Points forts et limites
Cette étude présente quelques points forts. Elle a été conçue de manière aléatoire et a utilisé le GRID-HAMD comme mesure de résultat primaire, évaluée par des cliniciens évaluateurs en aveugle. La condition de traitement différé a permis de contrôler les effets possibles de l’acceptation dans l’essai et le temps écoulé entre le dépistage et les évaluations de suivi initiales. Cependant, la condition de traitement retardé n’a pas contrôlé d’autres aspects de l’administration de psilocybine, tels que la préparation et l’établissement d’un rapport, les réunions d’intégration après la séance ou les effets d’attente. Bien que les modèles contrôlés par placebo et par traitement actif soient largement utilisés dans les essais thérapeutiques62, ils présentent également des limites en raison des effets hautement discriminables de la psilocybine.
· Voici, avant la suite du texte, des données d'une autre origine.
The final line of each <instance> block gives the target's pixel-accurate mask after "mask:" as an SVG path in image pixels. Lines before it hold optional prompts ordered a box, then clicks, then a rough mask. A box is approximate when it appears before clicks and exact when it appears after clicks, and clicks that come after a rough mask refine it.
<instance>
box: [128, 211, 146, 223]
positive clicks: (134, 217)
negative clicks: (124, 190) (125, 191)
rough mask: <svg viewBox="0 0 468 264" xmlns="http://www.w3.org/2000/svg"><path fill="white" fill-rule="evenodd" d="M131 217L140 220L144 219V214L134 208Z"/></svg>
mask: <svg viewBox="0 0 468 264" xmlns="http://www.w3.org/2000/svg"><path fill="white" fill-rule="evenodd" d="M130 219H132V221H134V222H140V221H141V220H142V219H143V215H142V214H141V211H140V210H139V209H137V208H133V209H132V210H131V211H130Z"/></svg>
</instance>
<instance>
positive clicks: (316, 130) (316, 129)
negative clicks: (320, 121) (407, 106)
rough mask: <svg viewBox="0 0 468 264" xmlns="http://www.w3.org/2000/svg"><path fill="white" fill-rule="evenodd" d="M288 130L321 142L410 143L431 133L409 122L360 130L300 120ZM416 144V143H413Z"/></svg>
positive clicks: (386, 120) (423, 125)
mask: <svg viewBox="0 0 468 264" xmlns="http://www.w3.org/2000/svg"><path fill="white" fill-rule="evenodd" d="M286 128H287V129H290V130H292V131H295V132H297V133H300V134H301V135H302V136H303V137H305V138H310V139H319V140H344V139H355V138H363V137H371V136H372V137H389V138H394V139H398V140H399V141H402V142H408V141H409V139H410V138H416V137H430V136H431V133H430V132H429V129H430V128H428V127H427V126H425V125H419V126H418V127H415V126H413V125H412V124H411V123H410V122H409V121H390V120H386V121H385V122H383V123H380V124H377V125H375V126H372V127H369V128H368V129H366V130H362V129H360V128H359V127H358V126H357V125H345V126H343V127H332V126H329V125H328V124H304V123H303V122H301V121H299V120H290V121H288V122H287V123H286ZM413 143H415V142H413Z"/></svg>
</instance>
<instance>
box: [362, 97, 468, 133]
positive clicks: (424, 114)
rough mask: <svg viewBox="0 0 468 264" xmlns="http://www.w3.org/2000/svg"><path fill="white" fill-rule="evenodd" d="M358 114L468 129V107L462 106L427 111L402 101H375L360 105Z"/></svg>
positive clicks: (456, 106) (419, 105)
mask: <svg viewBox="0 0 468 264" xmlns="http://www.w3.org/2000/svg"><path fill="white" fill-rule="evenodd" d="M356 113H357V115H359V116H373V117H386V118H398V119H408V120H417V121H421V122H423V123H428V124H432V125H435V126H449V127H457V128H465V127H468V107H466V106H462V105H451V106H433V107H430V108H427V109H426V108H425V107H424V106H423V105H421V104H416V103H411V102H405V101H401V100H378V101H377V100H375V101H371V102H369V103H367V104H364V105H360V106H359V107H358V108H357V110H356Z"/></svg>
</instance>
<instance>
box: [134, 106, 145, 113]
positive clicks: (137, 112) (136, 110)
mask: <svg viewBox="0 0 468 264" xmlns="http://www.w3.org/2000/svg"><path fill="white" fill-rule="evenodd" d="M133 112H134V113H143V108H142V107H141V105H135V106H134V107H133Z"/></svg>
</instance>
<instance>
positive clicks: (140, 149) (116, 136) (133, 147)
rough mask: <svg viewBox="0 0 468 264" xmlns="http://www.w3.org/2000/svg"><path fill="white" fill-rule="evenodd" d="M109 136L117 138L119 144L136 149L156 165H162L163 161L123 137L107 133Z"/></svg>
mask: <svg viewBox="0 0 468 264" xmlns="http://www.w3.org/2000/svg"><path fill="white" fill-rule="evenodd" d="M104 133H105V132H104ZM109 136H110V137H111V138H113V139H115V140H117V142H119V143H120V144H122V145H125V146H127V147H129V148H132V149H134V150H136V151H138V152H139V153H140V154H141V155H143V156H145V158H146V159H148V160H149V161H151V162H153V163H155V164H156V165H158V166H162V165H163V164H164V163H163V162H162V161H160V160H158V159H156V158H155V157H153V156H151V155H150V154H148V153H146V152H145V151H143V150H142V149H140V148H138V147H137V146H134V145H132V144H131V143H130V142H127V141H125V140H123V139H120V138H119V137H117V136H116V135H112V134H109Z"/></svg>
Cette étude présente d’autres limites. Le suivi était de courte durée, l’échantillon était petit et principalement composé de participants blancs non hispaniques, et les participants présentaient un faible risque de suicide et une dépression modérément sévère. D’autres recherches avec des échantillons plus importants et plus diversifiés, un suivi à plus long terme et un contrôle par placebo sont nécessaires pour mieux vérifier la sécurité (par exemple, le potentiel d’abus de la psilocybine, le risque de suicide et l’émergence de la psychose) et l’efficacité de cette intervention chez les patients souffrant de MDD. Une autre limite est l’approche psychothérapeutique qui a impliqué des animateurs de séances de différentes disciplines professionnelles (par exemple, travail social, psychologie, psychiatrie) et des animateurs de séances sans formation clinique formelle (par exemple, des assistants de recherche et des stagiaires cliniques). Le type de psychothérapie proposé et les caractéristiques des thérapeutes devraient être explorés dans de futures études.
Conclusions de l’étude
Les résultats de cet essai clinique randomisé ont démontré l’efficacité de la thérapie assistée par la psilocybine pour produire des effets antidépresseurs importants, rapides et durables chez les patients atteints de MDD. Ces données élargissent les résultats d’études antérieures impliquant des patients atteints de cancer et de dépression ainsi que des patients souffrant de dépression résistante au traitement, en suggérant que la psilocybine peut être efficace dans la population beaucoup plus large des MDD. D’autres études sont nécessaires avec un traitement actif ou des contrôles par placebo et dans des populations plus importantes et plus diversifiées.